German suggests there needs to be higher visibility surrounding financial accounts maintained by lawyers.

“The simplest solution may be to follow the U.S. example, where lawyers are required to file reports on any transaction in which they receive more than $10,000 in cash,” German writes.

The Real Estate of Board of Greater Vancouver says real estate profession will do what it can to assist law enforcement in combating money laundering.

“Rising home prices in recent years have highlighted concerns about money laundering and other issues within the local real estate market,” board president Ashley Smith said.

“Since 2016, the Real Estate Board of Greater Vancouver has met with and given feedback and information to every government body established in our province to look into these matters.”

The real estate industry is under increased scrutiny due to the findings of money laundering in the housing market. Five organizations including the Real Estate Board of Greater Vancouver and the BC Real Estate Association put forward recommendations to the provincial and federal governments on how to strengthen anti-money laundering measures in real estate.

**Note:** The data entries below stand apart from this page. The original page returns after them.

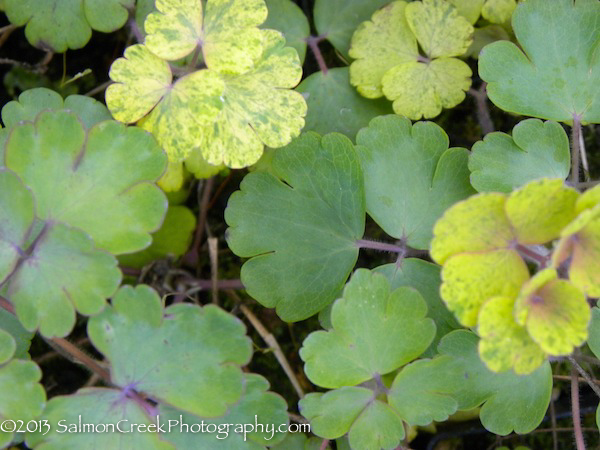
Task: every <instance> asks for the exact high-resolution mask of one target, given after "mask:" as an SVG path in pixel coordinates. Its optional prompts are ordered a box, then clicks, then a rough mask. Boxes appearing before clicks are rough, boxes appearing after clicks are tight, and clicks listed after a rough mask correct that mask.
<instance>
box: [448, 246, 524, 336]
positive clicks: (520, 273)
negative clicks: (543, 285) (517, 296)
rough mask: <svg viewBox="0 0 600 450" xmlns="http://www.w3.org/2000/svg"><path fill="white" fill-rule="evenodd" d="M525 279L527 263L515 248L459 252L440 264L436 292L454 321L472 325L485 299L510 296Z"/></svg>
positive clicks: (514, 291)
mask: <svg viewBox="0 0 600 450" xmlns="http://www.w3.org/2000/svg"><path fill="white" fill-rule="evenodd" d="M528 279H529V271H528V270H527V266H526V265H525V262H524V261H523V259H522V258H521V256H520V255H519V254H518V253H517V252H516V251H515V250H510V249H500V250H495V251H489V252H485V253H463V254H459V255H456V256H453V257H451V258H450V259H449V260H448V261H446V263H445V264H444V267H443V269H442V281H443V283H442V286H441V288H440V295H441V297H442V299H443V300H444V302H446V306H448V309H449V310H450V311H452V312H453V313H454V315H456V317H457V319H458V321H459V322H460V323H461V324H462V325H464V326H467V327H472V326H475V325H476V324H477V316H478V314H479V310H480V308H481V306H482V305H483V304H484V303H485V302H486V301H487V300H488V299H490V298H491V297H496V296H506V297H509V298H511V297H512V298H514V297H516V295H517V294H518V293H519V290H520V288H521V286H522V285H523V283H524V282H526V281H527V280H528Z"/></svg>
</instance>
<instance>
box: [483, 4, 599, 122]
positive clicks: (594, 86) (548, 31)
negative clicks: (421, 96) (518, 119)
mask: <svg viewBox="0 0 600 450" xmlns="http://www.w3.org/2000/svg"><path fill="white" fill-rule="evenodd" d="M599 20H600V3H598V2H597V1H596V0H578V1H576V2H573V0H553V1H547V0H528V1H527V2H521V4H520V5H519V6H518V7H517V9H516V10H515V12H514V14H513V19H512V23H513V28H514V30H515V34H516V36H517V39H518V41H519V44H520V46H521V48H522V49H523V51H521V50H520V49H519V47H517V45H515V44H513V43H511V42H506V41H501V42H496V43H493V44H490V45H489V46H487V47H486V48H485V49H484V50H483V51H482V52H481V56H480V59H479V73H480V75H481V78H483V79H484V80H485V81H487V82H488V86H487V92H488V95H489V98H490V100H491V101H492V102H494V104H496V105H497V106H498V107H500V108H502V109H504V110H505V111H509V112H513V113H517V114H524V115H528V116H534V117H541V118H544V119H551V120H557V121H561V122H568V123H570V122H571V121H572V120H573V117H574V116H575V115H577V116H578V117H580V118H581V121H582V123H597V122H600V97H599V96H600V90H598V88H597V86H598V85H599V84H600V58H597V57H594V55H595V54H596V52H597V48H598V39H599V38H600V27H598V21H599ZM540 30H545V31H544V32H540Z"/></svg>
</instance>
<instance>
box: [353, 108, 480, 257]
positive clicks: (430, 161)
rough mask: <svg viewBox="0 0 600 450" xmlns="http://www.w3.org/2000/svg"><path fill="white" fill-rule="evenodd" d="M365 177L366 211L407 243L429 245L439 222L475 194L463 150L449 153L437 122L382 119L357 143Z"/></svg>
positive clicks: (372, 123)
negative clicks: (456, 206)
mask: <svg viewBox="0 0 600 450" xmlns="http://www.w3.org/2000/svg"><path fill="white" fill-rule="evenodd" d="M356 142H357V144H358V145H357V152H358V155H359V157H360V160H361V165H362V168H363V171H364V174H365V190H366V197H367V212H368V213H369V215H370V216H371V217H373V219H374V220H375V221H376V222H377V223H378V224H379V225H380V226H381V227H382V228H383V230H384V231H385V232H386V233H387V234H389V235H390V236H393V237H395V238H398V239H405V240H406V242H407V244H408V245H410V246H412V247H415V248H421V249H425V248H427V247H428V246H429V242H430V240H431V237H432V229H433V225H434V223H435V221H436V220H437V219H438V218H439V217H440V216H441V215H442V213H443V212H444V211H445V210H446V209H448V207H449V206H451V205H452V204H454V203H456V202H457V201H459V200H462V199H464V198H466V197H468V196H469V195H470V194H472V193H473V192H474V191H473V189H472V188H471V186H470V184H469V172H468V168H467V158H468V153H467V151H466V150H464V149H459V148H452V149H448V136H447V135H446V133H444V131H443V130H442V129H441V128H440V127H439V126H438V125H436V124H434V123H431V122H429V123H427V122H425V123H423V122H419V123H416V124H414V125H411V123H410V121H409V120H407V119H404V118H400V117H396V116H386V117H378V118H375V119H373V120H372V121H371V123H370V124H369V127H368V128H365V129H363V130H361V131H360V132H359V133H358V136H357V138H356Z"/></svg>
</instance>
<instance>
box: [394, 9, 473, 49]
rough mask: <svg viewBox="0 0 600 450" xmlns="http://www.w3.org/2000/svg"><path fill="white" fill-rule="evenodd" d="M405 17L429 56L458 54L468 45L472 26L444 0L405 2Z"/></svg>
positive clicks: (464, 18) (407, 21) (472, 32)
mask: <svg viewBox="0 0 600 450" xmlns="http://www.w3.org/2000/svg"><path fill="white" fill-rule="evenodd" d="M406 21H407V23H408V26H409V27H410V29H411V30H412V32H413V33H414V34H415V36H416V37H417V40H418V41H419V45H420V46H421V48H422V49H423V51H424V52H425V54H426V55H427V56H428V57H429V58H439V57H450V56H460V55H462V54H463V53H464V52H466V51H467V49H468V48H469V45H471V38H472V34H473V27H472V26H471V24H470V23H469V22H468V21H467V20H466V19H465V18H464V17H463V16H461V15H460V14H458V11H457V10H456V9H455V8H454V7H453V6H452V5H451V4H449V3H448V2H446V1H444V0H423V1H420V2H411V3H409V4H408V5H407V6H406Z"/></svg>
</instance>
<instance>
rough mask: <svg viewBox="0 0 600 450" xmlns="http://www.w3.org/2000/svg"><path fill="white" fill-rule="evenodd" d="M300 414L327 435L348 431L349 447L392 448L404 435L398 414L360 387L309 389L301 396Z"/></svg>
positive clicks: (347, 432)
mask: <svg viewBox="0 0 600 450" xmlns="http://www.w3.org/2000/svg"><path fill="white" fill-rule="evenodd" d="M299 406H300V411H301V412H302V415H303V416H304V417H306V418H307V419H308V420H310V423H311V431H312V432H313V433H315V434H316V435H318V436H321V437H323V438H326V439H336V438H338V437H341V436H343V435H344V434H346V433H348V432H349V435H348V437H349V441H350V447H351V448H360V449H371V448H373V449H375V448H378V449H379V448H389V449H392V448H395V447H397V446H398V444H399V443H400V440H401V439H403V438H404V426H403V424H402V420H401V419H400V417H399V416H398V414H397V413H396V412H395V411H394V410H393V409H391V408H390V407H389V406H388V405H387V404H385V403H383V402H381V401H379V400H376V399H375V395H374V393H373V391H371V390H370V389H367V388H363V387H343V388H341V389H336V390H334V391H329V392H327V393H325V394H321V393H311V394H308V395H306V396H305V397H303V398H302V399H301V400H300V403H299Z"/></svg>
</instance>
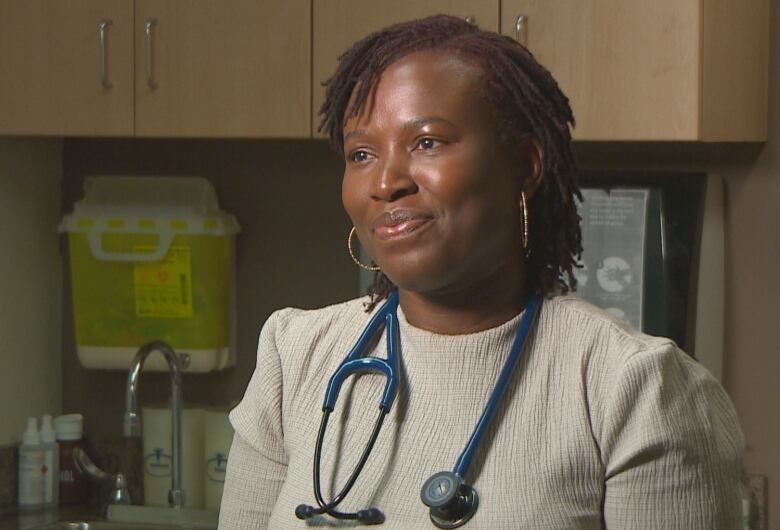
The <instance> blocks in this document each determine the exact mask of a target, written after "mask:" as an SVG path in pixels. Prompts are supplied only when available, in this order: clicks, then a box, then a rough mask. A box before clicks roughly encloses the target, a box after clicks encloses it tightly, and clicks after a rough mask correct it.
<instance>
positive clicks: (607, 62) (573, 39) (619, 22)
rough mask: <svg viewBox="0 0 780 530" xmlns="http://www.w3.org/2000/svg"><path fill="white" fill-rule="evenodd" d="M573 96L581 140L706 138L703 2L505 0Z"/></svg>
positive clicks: (511, 17)
mask: <svg viewBox="0 0 780 530" xmlns="http://www.w3.org/2000/svg"><path fill="white" fill-rule="evenodd" d="M518 15H525V16H526V17H528V23H527V43H528V47H529V49H530V50H531V52H533V54H534V55H535V56H536V58H537V59H538V60H539V61H540V62H541V63H542V64H543V65H545V66H546V67H547V68H548V69H549V70H550V71H551V72H552V74H553V76H554V77H555V78H556V80H557V81H558V83H559V84H560V86H561V88H562V89H563V91H564V93H566V95H567V96H568V97H569V99H570V100H571V104H572V107H573V109H574V115H575V118H576V120H577V128H576V129H575V131H574V137H575V139H578V140H693V139H696V138H697V136H698V125H699V120H698V115H699V106H698V94H699V84H698V82H699V64H698V50H699V30H698V17H699V2H698V0H655V1H653V2H626V1H625V0H502V7H501V31H502V33H504V34H505V35H511V36H514V35H515V20H516V18H517V16H518Z"/></svg>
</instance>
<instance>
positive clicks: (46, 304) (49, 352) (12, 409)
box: [0, 138, 62, 446]
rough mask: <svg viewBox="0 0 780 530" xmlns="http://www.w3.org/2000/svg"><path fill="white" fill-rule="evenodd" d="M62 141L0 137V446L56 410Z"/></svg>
mask: <svg viewBox="0 0 780 530" xmlns="http://www.w3.org/2000/svg"><path fill="white" fill-rule="evenodd" d="M61 175H62V142H61V141H60V140H52V139H35V140H31V139H14V138H0V249H2V250H1V251H0V293H2V296H0V315H3V317H2V318H0V446H2V445H4V444H12V443H16V442H18V441H19V440H20V434H21V431H22V430H23V428H24V426H25V419H26V418H27V417H28V416H39V417H40V416H41V415H42V414H47V413H48V414H59V413H60V407H61V388H62V376H61V372H60V359H61V357H62V356H61V335H60V332H61V329H60V328H61V319H60V306H61V291H62V286H61V281H60V263H61V258H60V254H59V245H58V239H57V238H58V236H57V225H58V223H59V221H60V218H59V216H60V186H61Z"/></svg>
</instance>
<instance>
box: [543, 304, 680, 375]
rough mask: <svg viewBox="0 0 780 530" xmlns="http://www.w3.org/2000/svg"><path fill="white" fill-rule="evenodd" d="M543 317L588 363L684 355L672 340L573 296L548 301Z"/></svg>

The submission made five recommendations to the government and suggests best practices for practitioners operating across the real estate sector. These include requiring only verifiable funds be used across the real estate sector and mandatory anti-money laundering education be introduced for all real estate professionals.

The German Report describes shopping sprees where buyers alleged to be using the proceeds of crimes buy multiple properties. One example in the report is from 2001, ‘a student’ purchasing in access of 15 properties in the same Vancouver condo building for $2.9 million. Those properties are now worth $11 million.

Another example is a ‘homemaker’ purchasing five luxury homes over a four year period worth $21 million.